We must start yesterday to avoid the equivalent of gasoline lines and price controls, which merely create another problem: shortages.
Join the discussion One Comment
This analysis is excellent. The attack from the top against nuclear, coal, and natural gas, as a side-effect, results in provoking a type of market failure. The market failure is artificial in the sense that it is legislatively driven. Minnesota’s approach of protecting natural gas because the alternative is to extensively build out the electric system to meet peak winter demand is well grounded. Take away coal and demand for natural gas at the generator level shoots up. That substantial increase in demand means competition for available supply that drives up cost to civic consumers of natural gas. Price is up 10% in Oregon in new residential rates, overcoming the previous downward trend due to new lower cost supply from fracking. But the pressure behind this rate change is much stronger than the initial rate effect – the regulatory system is designed to dampen rate increase and spread it over time. Sizable civic customer rate increases are likely to continue for both natural gas and for electricity.
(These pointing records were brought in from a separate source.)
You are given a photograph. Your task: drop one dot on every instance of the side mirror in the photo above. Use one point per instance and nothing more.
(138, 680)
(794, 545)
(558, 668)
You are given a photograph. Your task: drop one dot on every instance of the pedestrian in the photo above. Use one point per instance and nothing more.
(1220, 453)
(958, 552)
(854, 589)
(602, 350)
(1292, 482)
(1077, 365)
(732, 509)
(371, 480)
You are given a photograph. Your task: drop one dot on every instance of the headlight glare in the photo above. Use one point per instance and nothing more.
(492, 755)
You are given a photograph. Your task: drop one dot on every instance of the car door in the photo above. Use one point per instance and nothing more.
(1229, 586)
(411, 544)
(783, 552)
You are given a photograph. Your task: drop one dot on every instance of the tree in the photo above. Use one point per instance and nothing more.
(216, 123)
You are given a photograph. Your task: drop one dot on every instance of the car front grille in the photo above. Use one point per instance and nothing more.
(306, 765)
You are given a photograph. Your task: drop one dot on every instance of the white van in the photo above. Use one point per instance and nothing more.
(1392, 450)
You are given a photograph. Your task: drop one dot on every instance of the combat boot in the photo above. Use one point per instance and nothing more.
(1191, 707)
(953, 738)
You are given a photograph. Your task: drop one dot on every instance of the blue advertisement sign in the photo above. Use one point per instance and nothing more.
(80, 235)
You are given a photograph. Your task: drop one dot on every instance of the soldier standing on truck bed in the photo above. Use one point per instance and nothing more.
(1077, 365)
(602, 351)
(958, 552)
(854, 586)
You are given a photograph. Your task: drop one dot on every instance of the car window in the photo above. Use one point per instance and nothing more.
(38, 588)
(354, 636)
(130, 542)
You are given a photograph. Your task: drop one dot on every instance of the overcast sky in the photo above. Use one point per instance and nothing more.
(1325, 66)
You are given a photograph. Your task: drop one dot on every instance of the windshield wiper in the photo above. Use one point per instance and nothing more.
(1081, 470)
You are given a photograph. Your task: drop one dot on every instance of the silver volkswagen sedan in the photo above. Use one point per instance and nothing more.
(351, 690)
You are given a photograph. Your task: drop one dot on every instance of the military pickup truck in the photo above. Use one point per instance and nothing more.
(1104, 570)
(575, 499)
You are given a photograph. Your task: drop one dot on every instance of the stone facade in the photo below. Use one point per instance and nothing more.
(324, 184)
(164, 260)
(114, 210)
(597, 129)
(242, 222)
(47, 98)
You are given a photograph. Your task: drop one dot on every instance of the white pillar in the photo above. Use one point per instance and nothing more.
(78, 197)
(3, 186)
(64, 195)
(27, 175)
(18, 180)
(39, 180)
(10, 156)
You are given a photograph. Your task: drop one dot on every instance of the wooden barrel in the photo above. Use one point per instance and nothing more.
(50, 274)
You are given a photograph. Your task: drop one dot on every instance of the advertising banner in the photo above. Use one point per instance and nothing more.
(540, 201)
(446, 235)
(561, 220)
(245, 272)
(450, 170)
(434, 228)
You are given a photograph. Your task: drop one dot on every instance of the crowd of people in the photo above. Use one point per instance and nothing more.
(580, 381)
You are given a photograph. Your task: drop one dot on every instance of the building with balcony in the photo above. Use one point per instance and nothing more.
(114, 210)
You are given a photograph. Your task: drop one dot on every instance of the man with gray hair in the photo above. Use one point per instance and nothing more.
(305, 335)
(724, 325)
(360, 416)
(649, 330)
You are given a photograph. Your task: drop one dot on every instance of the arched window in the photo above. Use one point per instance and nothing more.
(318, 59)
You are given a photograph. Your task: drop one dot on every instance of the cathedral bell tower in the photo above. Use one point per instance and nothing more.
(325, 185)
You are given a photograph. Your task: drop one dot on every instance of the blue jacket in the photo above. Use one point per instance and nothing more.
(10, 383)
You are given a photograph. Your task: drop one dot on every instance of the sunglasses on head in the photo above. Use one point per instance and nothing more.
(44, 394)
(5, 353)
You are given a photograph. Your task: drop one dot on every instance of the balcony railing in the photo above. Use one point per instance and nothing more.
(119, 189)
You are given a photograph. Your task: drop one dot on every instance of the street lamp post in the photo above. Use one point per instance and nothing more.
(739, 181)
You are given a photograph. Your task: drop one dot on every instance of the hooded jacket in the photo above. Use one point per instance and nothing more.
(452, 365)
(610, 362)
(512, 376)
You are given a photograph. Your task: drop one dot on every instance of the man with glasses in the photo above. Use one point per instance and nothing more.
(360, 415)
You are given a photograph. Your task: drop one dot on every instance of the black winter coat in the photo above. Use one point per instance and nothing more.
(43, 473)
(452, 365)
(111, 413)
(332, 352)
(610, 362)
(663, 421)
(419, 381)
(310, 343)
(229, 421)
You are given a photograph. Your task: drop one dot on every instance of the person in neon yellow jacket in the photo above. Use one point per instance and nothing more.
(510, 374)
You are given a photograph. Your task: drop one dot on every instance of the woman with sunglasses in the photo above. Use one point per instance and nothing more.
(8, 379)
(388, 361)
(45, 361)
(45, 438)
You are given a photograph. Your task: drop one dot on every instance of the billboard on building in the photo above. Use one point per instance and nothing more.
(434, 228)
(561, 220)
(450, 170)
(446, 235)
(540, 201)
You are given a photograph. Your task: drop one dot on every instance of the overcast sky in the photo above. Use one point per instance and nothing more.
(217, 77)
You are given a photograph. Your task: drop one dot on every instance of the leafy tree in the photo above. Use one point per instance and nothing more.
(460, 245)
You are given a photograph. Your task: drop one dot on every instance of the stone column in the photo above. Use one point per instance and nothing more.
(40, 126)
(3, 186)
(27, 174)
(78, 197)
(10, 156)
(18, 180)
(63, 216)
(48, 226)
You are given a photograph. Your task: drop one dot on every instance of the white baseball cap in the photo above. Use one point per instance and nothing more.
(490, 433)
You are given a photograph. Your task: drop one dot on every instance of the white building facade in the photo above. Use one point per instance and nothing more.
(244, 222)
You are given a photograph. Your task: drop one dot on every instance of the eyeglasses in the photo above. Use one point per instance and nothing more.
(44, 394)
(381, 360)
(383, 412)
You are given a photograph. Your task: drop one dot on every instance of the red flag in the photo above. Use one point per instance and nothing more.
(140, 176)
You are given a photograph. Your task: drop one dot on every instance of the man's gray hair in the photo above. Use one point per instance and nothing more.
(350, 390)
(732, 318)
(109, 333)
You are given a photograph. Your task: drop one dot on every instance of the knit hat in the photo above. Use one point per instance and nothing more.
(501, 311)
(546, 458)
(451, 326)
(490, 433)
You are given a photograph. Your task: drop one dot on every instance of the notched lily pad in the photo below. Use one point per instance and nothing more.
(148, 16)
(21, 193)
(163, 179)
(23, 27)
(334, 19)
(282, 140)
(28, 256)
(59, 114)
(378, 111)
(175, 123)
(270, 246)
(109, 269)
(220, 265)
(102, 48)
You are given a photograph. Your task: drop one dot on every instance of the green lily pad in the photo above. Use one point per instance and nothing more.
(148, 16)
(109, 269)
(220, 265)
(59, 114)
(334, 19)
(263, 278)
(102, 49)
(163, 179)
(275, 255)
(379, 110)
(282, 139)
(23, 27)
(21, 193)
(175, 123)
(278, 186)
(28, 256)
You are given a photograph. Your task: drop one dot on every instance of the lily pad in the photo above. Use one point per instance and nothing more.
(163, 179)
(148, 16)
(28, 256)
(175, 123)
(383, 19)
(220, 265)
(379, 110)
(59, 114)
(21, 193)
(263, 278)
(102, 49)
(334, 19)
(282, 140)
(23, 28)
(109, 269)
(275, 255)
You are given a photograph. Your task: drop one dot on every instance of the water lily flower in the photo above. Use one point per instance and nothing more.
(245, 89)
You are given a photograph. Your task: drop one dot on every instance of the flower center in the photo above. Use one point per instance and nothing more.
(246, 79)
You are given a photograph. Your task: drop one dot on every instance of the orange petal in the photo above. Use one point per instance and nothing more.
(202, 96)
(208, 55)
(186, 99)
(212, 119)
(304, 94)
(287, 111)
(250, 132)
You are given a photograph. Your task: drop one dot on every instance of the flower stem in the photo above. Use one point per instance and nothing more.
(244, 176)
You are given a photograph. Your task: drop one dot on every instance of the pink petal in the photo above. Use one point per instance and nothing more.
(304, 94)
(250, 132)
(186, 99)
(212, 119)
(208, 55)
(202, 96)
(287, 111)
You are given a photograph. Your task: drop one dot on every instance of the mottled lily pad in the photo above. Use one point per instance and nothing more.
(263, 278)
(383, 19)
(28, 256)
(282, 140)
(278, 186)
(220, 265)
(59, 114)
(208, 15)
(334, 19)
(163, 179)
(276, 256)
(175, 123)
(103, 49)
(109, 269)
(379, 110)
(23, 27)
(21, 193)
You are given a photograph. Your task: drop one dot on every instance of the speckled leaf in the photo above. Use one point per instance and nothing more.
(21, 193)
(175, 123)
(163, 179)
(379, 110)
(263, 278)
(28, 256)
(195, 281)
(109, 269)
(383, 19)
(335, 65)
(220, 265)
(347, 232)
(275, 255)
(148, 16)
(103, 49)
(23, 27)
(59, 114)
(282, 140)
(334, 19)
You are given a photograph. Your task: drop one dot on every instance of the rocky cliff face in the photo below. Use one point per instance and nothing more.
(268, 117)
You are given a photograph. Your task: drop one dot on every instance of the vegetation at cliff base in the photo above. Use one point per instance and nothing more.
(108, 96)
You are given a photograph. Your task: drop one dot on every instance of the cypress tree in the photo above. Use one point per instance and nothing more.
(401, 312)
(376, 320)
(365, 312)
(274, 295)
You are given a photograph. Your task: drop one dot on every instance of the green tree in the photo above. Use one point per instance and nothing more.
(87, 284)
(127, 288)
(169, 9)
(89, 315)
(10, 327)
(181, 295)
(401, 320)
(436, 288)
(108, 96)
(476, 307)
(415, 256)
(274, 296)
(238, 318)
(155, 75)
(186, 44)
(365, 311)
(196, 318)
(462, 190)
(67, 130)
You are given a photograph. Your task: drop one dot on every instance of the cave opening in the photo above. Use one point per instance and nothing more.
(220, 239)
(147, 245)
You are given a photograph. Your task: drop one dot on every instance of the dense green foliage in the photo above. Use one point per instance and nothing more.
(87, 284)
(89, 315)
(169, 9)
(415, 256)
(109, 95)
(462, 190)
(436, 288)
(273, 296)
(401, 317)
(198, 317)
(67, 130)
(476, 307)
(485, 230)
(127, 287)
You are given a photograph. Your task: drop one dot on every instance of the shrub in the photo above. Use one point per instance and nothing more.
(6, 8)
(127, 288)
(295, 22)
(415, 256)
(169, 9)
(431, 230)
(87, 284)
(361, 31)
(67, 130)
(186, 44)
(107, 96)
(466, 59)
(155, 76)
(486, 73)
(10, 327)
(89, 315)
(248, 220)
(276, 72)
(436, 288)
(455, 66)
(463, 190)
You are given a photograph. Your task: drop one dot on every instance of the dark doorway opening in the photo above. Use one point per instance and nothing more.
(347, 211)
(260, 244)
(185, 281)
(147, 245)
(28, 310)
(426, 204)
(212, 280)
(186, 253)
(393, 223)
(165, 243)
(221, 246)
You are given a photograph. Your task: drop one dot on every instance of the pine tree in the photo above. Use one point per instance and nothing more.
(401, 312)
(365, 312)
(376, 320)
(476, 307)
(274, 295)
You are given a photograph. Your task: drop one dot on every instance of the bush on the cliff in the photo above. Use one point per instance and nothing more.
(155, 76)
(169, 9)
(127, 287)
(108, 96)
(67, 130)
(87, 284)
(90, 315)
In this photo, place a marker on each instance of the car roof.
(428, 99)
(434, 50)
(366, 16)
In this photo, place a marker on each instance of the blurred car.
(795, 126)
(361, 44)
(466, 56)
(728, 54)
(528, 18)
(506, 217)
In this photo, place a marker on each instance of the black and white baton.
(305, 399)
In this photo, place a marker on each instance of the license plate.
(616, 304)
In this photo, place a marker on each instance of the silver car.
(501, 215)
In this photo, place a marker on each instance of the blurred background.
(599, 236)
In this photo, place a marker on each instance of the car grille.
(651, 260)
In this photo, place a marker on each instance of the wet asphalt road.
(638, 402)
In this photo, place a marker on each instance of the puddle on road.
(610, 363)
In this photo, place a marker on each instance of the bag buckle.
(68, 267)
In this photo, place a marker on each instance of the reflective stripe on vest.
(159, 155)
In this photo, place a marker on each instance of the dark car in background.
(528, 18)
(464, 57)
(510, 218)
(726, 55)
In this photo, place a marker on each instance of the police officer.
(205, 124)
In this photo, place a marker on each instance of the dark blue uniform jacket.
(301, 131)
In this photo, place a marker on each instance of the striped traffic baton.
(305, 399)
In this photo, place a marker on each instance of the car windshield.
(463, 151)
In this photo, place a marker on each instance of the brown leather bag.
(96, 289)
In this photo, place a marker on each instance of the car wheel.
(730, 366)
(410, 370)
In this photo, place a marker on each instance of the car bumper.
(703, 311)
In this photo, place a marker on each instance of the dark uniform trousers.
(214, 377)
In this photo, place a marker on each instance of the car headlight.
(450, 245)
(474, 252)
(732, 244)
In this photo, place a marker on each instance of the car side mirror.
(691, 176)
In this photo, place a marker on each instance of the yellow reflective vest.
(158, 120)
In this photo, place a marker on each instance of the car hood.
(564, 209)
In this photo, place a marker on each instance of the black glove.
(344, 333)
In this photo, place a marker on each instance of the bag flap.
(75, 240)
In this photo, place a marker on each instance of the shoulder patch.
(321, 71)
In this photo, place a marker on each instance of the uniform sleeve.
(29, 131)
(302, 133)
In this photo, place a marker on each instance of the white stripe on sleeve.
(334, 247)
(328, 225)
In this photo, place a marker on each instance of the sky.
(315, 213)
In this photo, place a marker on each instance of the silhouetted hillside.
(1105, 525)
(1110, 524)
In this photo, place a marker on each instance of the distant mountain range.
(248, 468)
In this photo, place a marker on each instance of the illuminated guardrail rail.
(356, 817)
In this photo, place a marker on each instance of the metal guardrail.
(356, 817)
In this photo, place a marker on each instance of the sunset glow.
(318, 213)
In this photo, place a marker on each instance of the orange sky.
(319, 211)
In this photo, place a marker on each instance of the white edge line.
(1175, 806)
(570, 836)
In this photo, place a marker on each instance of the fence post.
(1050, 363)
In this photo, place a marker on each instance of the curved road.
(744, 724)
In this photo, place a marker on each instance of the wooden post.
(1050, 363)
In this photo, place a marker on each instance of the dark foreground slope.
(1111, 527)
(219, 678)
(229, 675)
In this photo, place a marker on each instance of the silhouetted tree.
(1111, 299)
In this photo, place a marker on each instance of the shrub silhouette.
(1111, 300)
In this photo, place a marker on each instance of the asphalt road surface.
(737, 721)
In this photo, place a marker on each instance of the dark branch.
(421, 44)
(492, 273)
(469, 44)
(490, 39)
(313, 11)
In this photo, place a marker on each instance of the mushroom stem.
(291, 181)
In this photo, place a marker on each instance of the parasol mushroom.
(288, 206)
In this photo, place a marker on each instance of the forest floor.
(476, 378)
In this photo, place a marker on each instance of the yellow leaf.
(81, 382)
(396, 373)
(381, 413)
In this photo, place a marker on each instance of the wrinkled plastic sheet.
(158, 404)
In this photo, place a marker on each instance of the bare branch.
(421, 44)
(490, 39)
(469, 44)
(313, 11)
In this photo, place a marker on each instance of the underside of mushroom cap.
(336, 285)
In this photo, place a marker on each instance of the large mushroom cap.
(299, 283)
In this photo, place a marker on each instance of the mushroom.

Of course, DSM energy conservation works well and with full funding (a fully social program, without regard for household income) would make a great social program that would reduce demand and consumption for energy, and similar commercial, industrial, and institutional programs would lower consumption and demand overall. But it only works through a fully social program like the Green New Deal. We do not have time for incremental change, and our climate adaptation infrastructure is non-existent.